I've been on a personal quest for a while now to quiet down my noisy hard drive on my laptop. I've detailed this process on my blog at http://extra-ketchup.blogspot.com/2007/ ... drive.html . My goal was to reduce the almost constant "chatter" and "chirping" from what seemed excessive drive head movement even during simple things like surfing the web. While power consumption is part of my concern, my main worry is drive life, as my previous laptop (which also had Gentoo and ran mostly using KDE as my environment) died due to hard drive failure.
Check my blog for details and insights, but here's the quick summary of what I did to quiet down my hard drive so that it very rarely spins up for normal use such as browsing the web:
- II copied my /usr directory to a fast SD card (my Dell laptop has a built-in card reader) and mounted it read only.

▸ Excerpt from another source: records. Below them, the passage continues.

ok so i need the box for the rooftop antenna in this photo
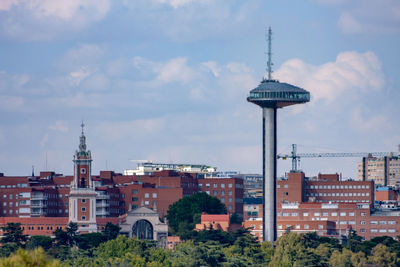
[266,26,273,80]
[32,165,35,177]
[81,121,85,135]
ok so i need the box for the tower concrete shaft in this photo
[262,107,277,243]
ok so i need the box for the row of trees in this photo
[1,193,399,266]
[1,230,399,266]
[0,221,120,260]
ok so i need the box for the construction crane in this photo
[277,144,398,172]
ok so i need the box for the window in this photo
[361,212,366,216]
[221,191,225,196]
[278,224,282,229]
[304,224,309,229]
[284,184,288,188]
[206,183,210,188]
[132,189,138,194]
[361,221,366,225]
[220,198,225,202]
[9,195,12,200]
[284,192,288,196]
[295,225,300,229]
[291,213,298,216]
[81,199,86,203]
[379,229,387,233]
[379,221,387,225]
[349,212,355,216]
[388,229,396,233]
[221,184,225,188]
[144,193,149,198]
[228,191,233,195]
[348,221,356,225]
[80,168,86,174]
[213,191,218,196]
[228,197,232,202]
[339,221,347,225]
[131,204,138,209]
[228,184,232,188]
[131,197,138,201]
[340,212,346,216]
[277,184,280,188]
[314,212,320,216]
[360,229,366,233]
[82,207,86,212]
[370,221,378,225]
[228,205,232,210]
[198,184,202,188]
[213,183,218,188]
[303,212,309,216]
[388,221,396,225]
[283,213,289,217]
[322,212,328,216]
[152,193,157,198]
[318,225,324,229]
[144,201,149,205]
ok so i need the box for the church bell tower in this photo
[69,123,97,232]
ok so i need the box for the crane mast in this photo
[278,144,398,172]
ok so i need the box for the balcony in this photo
[31,209,47,217]
[31,195,48,201]
[96,210,110,216]
[96,201,109,208]
[30,202,45,208]
[96,194,110,200]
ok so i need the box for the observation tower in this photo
[247,28,310,243]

- I changed various file system settings to reduce writes back to the hard drive - noatime, nodiratime, and commit=3600 as part of my fstab options (I'm currently using ext3, though these options should work on other filesystems)

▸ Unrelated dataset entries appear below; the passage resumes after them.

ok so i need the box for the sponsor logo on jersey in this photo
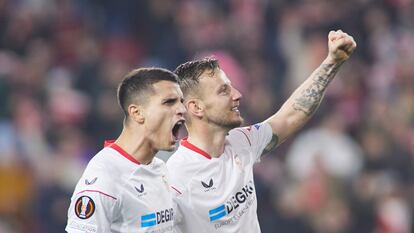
[201,178,216,192]
[208,204,227,221]
[201,178,213,188]
[253,123,261,130]
[135,184,148,197]
[135,184,145,193]
[140,208,174,228]
[74,196,95,219]
[208,181,254,222]
[85,177,98,185]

- In similar fashion, I adjusted various /proc/sys/vm settings to reducing writes due to dirty pages. NOTE - I actually found that laptop mode made my drive MORE noisy, not less! I think this is because of the demand of KDE on the filesystem, but I turned off laptop mode and my drive is silent now.
- I set up my init scripts (which are my own to begin with) to copy busy subdirectories of ~/ to my /tmp directory (which is mounted tmpfs) and then mount --bind those directories back to my home directory. This means that while I am browsing, any cache hits or updates, cookies, favicons, history, etc. is saved to a tmpfs (which is in RAM) which is fast and requires no hard drive spinup. KDE is constantly updating it's .kde directory, for example - even moving a window causes an update of the coordinates to be written to a config file! When I shut down, all the updates are copied from RAM (tmpfs) back to the hard drive.